Wiadomość o rozstaniu Oliwii Ciesiółki i Łukasza Kuchty z programu "Ślub od pierwszego wejrzenia 4" zelektryzowała 27 grudnia br. internautów. Oświadczenie Oliwii jest teraz szeroko komentowane w sieci, ale wydaje się, że fani nie są tak naprawdę zaskoczeni informacją o rozstaniu pary. Obserwatorzy Oliwii i Łukasza już od kilku tygodni przeczuwali, że w ich związku dzieje się coś złego.
Już pod koniec listopada br. w sieci pojawiły się pierwsze spekulacje na temat rozstania pary. Internauci szybko zauważyli, że Oliwia i Łukasz nie mieszkają już razem. Cisza na ich kanale na Youtube również nie wróżyła niczego dobrego.
Ona dodaje fotki sama i on sam. Mam nadzieję, że się nie rozstali. Taka ładna z nich para i mają Frania.
Chyba zgrzyt małżeński. Kolejne zdjęcie/film od mamy....wiec chyba Łukasz mieszka u mamy, a nie z Oliwią. - pisali wtedy internauci.
Niedługo później Łukasz oraz jego mama przestali obserwować Oliwię na Instagramie. Samotny urlop mamy Franka tylko utwierdził internautów w przekonaniu, że para przechodzi poważny kryzys.

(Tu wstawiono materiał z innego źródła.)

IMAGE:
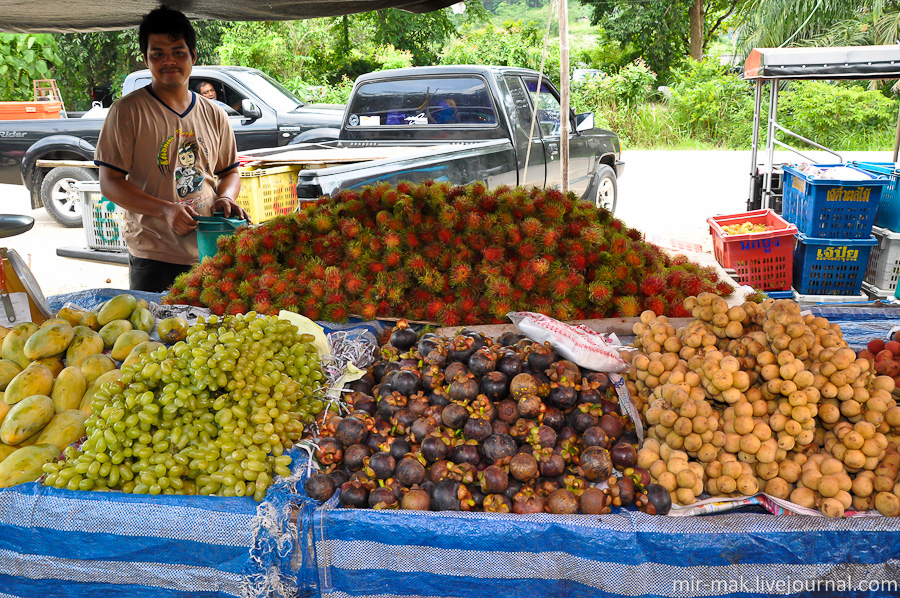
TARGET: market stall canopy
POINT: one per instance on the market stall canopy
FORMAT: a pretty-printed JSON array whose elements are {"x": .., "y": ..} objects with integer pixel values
[
  {"x": 68, "y": 16},
  {"x": 850, "y": 62}
]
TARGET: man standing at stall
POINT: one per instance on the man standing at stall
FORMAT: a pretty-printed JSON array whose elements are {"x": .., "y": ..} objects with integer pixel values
[{"x": 166, "y": 157}]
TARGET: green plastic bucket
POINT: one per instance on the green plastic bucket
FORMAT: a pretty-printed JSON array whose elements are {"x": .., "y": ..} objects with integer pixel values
[{"x": 210, "y": 228}]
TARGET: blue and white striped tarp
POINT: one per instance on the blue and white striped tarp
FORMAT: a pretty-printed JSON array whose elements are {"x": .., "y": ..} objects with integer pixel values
[
  {"x": 71, "y": 544},
  {"x": 378, "y": 554}
]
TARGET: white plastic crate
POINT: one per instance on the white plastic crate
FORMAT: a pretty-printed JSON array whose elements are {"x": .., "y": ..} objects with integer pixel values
[
  {"x": 883, "y": 270},
  {"x": 104, "y": 223}
]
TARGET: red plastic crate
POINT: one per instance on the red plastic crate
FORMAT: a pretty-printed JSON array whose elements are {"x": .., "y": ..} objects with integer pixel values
[{"x": 761, "y": 260}]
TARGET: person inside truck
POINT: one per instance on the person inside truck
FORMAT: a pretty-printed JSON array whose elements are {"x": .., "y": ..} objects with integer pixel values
[
  {"x": 167, "y": 157},
  {"x": 207, "y": 90}
]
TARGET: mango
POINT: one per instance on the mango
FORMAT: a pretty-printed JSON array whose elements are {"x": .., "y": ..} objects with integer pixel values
[
  {"x": 64, "y": 429},
  {"x": 86, "y": 342},
  {"x": 94, "y": 366},
  {"x": 49, "y": 340},
  {"x": 119, "y": 307},
  {"x": 89, "y": 320},
  {"x": 71, "y": 315},
  {"x": 8, "y": 371},
  {"x": 36, "y": 379},
  {"x": 112, "y": 330},
  {"x": 142, "y": 319},
  {"x": 13, "y": 347},
  {"x": 126, "y": 342},
  {"x": 172, "y": 330},
  {"x": 140, "y": 350},
  {"x": 26, "y": 464},
  {"x": 68, "y": 389},
  {"x": 55, "y": 364},
  {"x": 87, "y": 401},
  {"x": 6, "y": 451},
  {"x": 26, "y": 418}
]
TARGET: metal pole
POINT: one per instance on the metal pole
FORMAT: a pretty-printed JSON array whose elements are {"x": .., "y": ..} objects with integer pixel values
[
  {"x": 564, "y": 92},
  {"x": 757, "y": 108},
  {"x": 897, "y": 140},
  {"x": 770, "y": 144}
]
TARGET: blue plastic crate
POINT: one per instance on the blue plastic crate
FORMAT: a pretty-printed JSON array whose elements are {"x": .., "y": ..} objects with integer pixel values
[
  {"x": 888, "y": 215},
  {"x": 831, "y": 209},
  {"x": 830, "y": 266}
]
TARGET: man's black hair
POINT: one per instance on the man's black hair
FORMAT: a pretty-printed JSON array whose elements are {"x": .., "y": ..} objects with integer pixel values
[{"x": 169, "y": 22}]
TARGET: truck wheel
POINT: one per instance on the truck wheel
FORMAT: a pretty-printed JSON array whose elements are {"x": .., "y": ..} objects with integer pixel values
[
  {"x": 606, "y": 190},
  {"x": 61, "y": 200}
]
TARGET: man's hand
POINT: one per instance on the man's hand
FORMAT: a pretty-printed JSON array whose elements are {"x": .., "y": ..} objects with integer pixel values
[
  {"x": 230, "y": 208},
  {"x": 182, "y": 218}
]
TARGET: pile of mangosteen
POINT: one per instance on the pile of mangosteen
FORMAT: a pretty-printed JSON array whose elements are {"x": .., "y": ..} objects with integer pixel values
[{"x": 474, "y": 424}]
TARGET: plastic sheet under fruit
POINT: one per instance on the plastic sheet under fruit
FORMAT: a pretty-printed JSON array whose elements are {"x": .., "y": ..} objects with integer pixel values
[
  {"x": 859, "y": 325},
  {"x": 397, "y": 553}
]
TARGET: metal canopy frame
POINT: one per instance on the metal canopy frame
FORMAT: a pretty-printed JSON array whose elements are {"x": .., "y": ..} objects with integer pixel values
[{"x": 772, "y": 65}]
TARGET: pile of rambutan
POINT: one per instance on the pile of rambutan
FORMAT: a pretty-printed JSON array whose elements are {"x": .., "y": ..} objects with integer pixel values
[{"x": 445, "y": 254}]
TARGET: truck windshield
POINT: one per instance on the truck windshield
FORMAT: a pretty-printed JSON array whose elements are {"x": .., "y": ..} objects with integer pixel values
[
  {"x": 269, "y": 90},
  {"x": 424, "y": 101}
]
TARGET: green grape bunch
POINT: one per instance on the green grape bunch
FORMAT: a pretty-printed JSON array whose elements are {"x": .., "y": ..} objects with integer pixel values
[{"x": 210, "y": 415}]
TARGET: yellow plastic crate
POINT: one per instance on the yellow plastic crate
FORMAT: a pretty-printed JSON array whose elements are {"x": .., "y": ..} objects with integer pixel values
[{"x": 268, "y": 192}]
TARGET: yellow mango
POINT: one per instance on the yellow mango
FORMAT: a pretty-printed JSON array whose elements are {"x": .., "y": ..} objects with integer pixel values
[
  {"x": 94, "y": 366},
  {"x": 54, "y": 364},
  {"x": 68, "y": 389},
  {"x": 13, "y": 347},
  {"x": 117, "y": 308},
  {"x": 36, "y": 379},
  {"x": 89, "y": 320},
  {"x": 87, "y": 401},
  {"x": 64, "y": 429},
  {"x": 26, "y": 464},
  {"x": 86, "y": 343},
  {"x": 71, "y": 315},
  {"x": 49, "y": 340},
  {"x": 6, "y": 451},
  {"x": 8, "y": 371},
  {"x": 112, "y": 330},
  {"x": 142, "y": 319},
  {"x": 140, "y": 350},
  {"x": 172, "y": 330},
  {"x": 126, "y": 342},
  {"x": 26, "y": 418}
]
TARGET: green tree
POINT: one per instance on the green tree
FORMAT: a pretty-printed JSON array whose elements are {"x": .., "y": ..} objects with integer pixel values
[
  {"x": 663, "y": 33},
  {"x": 24, "y": 57},
  {"x": 777, "y": 23},
  {"x": 106, "y": 58},
  {"x": 514, "y": 44}
]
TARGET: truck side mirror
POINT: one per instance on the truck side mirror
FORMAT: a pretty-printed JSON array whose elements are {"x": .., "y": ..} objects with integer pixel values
[
  {"x": 584, "y": 121},
  {"x": 250, "y": 110}
]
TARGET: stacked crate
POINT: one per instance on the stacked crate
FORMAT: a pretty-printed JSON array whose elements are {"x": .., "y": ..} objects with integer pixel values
[
  {"x": 835, "y": 220},
  {"x": 883, "y": 271}
]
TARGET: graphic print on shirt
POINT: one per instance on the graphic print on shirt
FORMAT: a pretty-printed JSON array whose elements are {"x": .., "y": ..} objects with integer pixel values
[{"x": 188, "y": 177}]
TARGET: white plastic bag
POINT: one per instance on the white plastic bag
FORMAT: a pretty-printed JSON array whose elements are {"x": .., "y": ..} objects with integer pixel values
[{"x": 580, "y": 344}]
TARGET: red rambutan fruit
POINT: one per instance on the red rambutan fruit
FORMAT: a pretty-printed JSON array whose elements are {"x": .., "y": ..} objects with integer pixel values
[
  {"x": 653, "y": 285},
  {"x": 599, "y": 292},
  {"x": 493, "y": 254},
  {"x": 627, "y": 307},
  {"x": 724, "y": 289}
]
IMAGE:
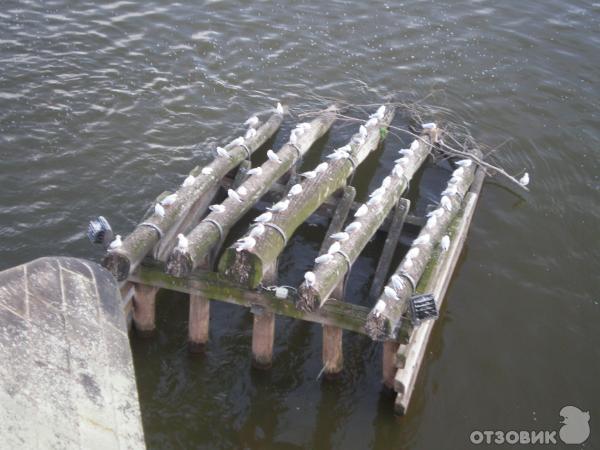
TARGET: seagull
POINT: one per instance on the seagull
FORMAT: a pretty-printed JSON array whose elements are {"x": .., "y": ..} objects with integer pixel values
[
  {"x": 234, "y": 195},
  {"x": 116, "y": 243},
  {"x": 254, "y": 171},
  {"x": 182, "y": 243},
  {"x": 295, "y": 190},
  {"x": 190, "y": 179},
  {"x": 353, "y": 227},
  {"x": 446, "y": 203},
  {"x": 391, "y": 293},
  {"x": 223, "y": 153},
  {"x": 309, "y": 175},
  {"x": 250, "y": 133},
  {"x": 252, "y": 122},
  {"x": 424, "y": 239},
  {"x": 364, "y": 209},
  {"x": 169, "y": 200},
  {"x": 323, "y": 258},
  {"x": 257, "y": 230},
  {"x": 159, "y": 210},
  {"x": 397, "y": 282},
  {"x": 310, "y": 279},
  {"x": 246, "y": 243},
  {"x": 341, "y": 236},
  {"x": 321, "y": 167},
  {"x": 335, "y": 247},
  {"x": 217, "y": 208},
  {"x": 264, "y": 217},
  {"x": 371, "y": 122},
  {"x": 273, "y": 156},
  {"x": 445, "y": 243}
]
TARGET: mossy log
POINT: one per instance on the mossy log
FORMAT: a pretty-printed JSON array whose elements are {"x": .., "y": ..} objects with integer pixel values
[
  {"x": 206, "y": 235},
  {"x": 329, "y": 274},
  {"x": 141, "y": 241},
  {"x": 386, "y": 317},
  {"x": 247, "y": 267}
]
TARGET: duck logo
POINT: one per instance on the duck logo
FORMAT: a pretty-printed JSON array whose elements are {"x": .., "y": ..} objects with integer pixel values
[{"x": 576, "y": 427}]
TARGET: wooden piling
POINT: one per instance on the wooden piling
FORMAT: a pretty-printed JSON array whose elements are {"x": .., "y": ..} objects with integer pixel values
[
  {"x": 329, "y": 274},
  {"x": 247, "y": 267},
  {"x": 120, "y": 262}
]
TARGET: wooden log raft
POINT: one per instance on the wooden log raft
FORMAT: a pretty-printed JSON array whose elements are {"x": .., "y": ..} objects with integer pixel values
[
  {"x": 386, "y": 316},
  {"x": 208, "y": 233},
  {"x": 120, "y": 262},
  {"x": 248, "y": 266},
  {"x": 328, "y": 274}
]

Oliwia Ciesiółka w swoim oświadczeniu na Instagramie zapewnia, że rozstaje się z Łukaszem w zgodzie. -*kwestią nadrzędną jest dla nas dobro naszego syna, którego oboje kochamy miłością tak wielką, że nie da się tego opisać. Dlatego będziemy współdziałać w kwestii jego wychowania i zapewnienia mu najlepszych warunków życia – czytamy.